Shimmering Stars Violent Hearts
(Sub Pop)From the first moment of Violent Hearts, Shimmering Stars seem to have produced an album with some nice melodies, some fun guitar work, and a smattering of reverb. Most of that stays true throughout a listen, but the reverb piles up over the 30 minutes the album takes to run its course. As a result, any delight taken with the nice use of melody and the playful guitar work is quickly thrust aside as the oppressive sound continues to build.
It’s hard to definitely call Violent Hearts a bad album, because when it finished, I wasn’t sure I’d really listened to an album at all. I mean, it all flowed together well enough, but what flowed together was, well, a stream of reverb and not much else. There are even some good melodic ideas here, but they too have been drowned by that same reverb that permeates every shimmering pore.
It’s not as if Shimmering Stars are somehow evoking the lo-fi movement by soaking the vocals, drums, guitars and bass in this thick, muddy reverb. No, the recording on the instrumentation doesn’t reach that lo-fi measure, and while everything sounds somewhat badly recorded, it’s only because the “Hall” setting has been turned on several times. It’s not as if Shimmering Stars is evoking the shoegazing movement, either. The vocals are obscured, but nothing else really meshes. Sure, the vocals sound a bit like an instrument, but they sound like an out-of-place instrument that’s been dropped into an otherwise interesting mix.

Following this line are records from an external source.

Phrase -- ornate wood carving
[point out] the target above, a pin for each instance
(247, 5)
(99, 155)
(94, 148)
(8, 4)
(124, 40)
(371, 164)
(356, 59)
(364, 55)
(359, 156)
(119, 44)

I wanted to like Violent Hearts — I really did. When I tried, I was shown some fun ideas (really, there are some!), but the first two tracks are the best the album has to offer, and that feeling of being covered in molasses got to be a bit much. If there were a little sonic room, and maybe if the vocals had room to breathe, this might be a different story. But no amount of nice ‘50s-beach-music riffing can account for the damage done to my ears by the immoderate use of reverb.